Bu sorunun üstesinden gelebilmek için kullanılabilecek yeni bir teknik var: Tıraşsız FUE tekniği. Bu teknikle hastanın saçları tamamen tıraşlanmadan kısıtlı miktarlarda saç kökü çıkarılabiliyor ve hasta hemen günlük yaşama dönebiliyor.
Peki ama tıraşsız FUE tekniğinde saçlar nasıl çıkarılıyor? Saçları kesmeden, tıraş yapmadan nasıl FUE tekniği uygulanıyor?
Bu teknikte hemşire ya da teknisyen yardımcı kişi, bir tarak ya da ıslak gazlı bez yardımıyla uzun saçları ayırarak açar, daha sonra cerrah saç kökü çıkış açısına göre punch yardımıyla deriye girerek saç kökünü çıkarır. Burada saç çıkaran doktorun çok sabırlı dikkatli olması şart çünkü bu teknikte uzun saç arasında çalışıldığı için saç kökü çıkarmak çok daha zor ve meşakkatli; uzun zaman ve sabır gerektiriyor. Maksimum alınabilecek kök sayısı, tıraşla yapılan FUE saç ekimine oranla çok daha az. Ancak belirli küçük alanları kapatmak için kullanılabilecek olan bu teknikte, her seans 500- 700 greft alınıp ekilebilir. Ama hem hasta hem doktor hem de tüm ekip için uzun ve yorucu bir teknik olduğunu tekrar belirtmekte fayda var.
Bilinen tıraşlı FUE tekniğiyle karşılaştırıldığında tıraşsız FUE yönteminin avantajları arasında, hastanın çok hızlı bir şekilde, operasyondan hemen sonra hayata karışabilmesi ve herhangi bir pansumana ihtiyaç duymaması başta gelir. Bunun yanı sıra doktor uzun saçlar arasında çalışırken alacağı saçların özelliklerini direkt olarak görebiliyor. Buna göre istenilen renk, kalınlık ve incelikte; dalgalı /kıvırcık ya da düz; tekli veya 2-3’lü kök ihtiva eden greftlerin belirlenebiliyor. Yani ihtiyaç olan alanda ne tür saç tipi gerekliyse, saç greftlerinin seçilerek alınabilmesi gibi avantajları da var.
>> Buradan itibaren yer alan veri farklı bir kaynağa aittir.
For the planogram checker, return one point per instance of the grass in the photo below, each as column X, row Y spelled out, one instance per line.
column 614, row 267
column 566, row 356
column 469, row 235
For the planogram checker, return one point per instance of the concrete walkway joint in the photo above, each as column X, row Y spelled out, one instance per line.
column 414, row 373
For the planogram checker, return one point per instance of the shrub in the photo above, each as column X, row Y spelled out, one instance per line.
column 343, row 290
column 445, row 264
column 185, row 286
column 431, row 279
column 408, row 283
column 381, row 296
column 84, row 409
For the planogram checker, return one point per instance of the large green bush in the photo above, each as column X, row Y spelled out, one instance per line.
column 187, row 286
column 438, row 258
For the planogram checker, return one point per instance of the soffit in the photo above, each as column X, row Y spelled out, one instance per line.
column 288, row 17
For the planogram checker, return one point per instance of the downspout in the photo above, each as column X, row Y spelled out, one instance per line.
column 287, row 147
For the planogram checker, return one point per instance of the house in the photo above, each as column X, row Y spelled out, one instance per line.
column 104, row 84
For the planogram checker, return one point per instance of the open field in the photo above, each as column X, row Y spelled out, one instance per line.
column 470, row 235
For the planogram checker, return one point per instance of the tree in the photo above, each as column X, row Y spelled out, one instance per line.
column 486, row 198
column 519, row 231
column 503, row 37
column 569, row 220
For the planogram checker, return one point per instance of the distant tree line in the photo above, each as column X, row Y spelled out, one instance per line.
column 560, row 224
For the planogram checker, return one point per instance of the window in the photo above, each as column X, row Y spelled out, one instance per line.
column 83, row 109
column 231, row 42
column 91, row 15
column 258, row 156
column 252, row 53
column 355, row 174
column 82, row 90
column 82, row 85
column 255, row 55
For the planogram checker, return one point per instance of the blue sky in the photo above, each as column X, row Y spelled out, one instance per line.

Verici yani donor bölgede, çok kontrollü ve kısıtlı sayıda saç alımı gerçekleştiğinden, gerektiğinden fazla greft alındığında oluşan eksilme ve seyrelme gibi problemler de yaşanmıyor.Tıraşsız FUE tekniği özellikle kadınlar için de çok avantajlı çünkü saçların hemen hiç kesilmeden nakledilmesi mümkün .
Tıraşsız FUE tekniği ile saç ekiminin ana dezavantajları ise operasyonun hasta için uzun sürmesi; daha pahalı bir teknik olması; ekip, doktor ve hasta açısından daha yorucu olmasıdır.
Özetle, iş yaşamı yoğun, saçının kesilmesine ve zaman kaybına tahammülü olmayan kişilerde, az miktarlarda ekim yapılacaksa “tıraşsız FUE tekniği” yapmak mümkün. Uygun hastalarda estetik cerrahinin hastalarımıza sunduğu, “vakit nakittir” ilkesini saç ekimine uygulayan, yeni bir fırsat.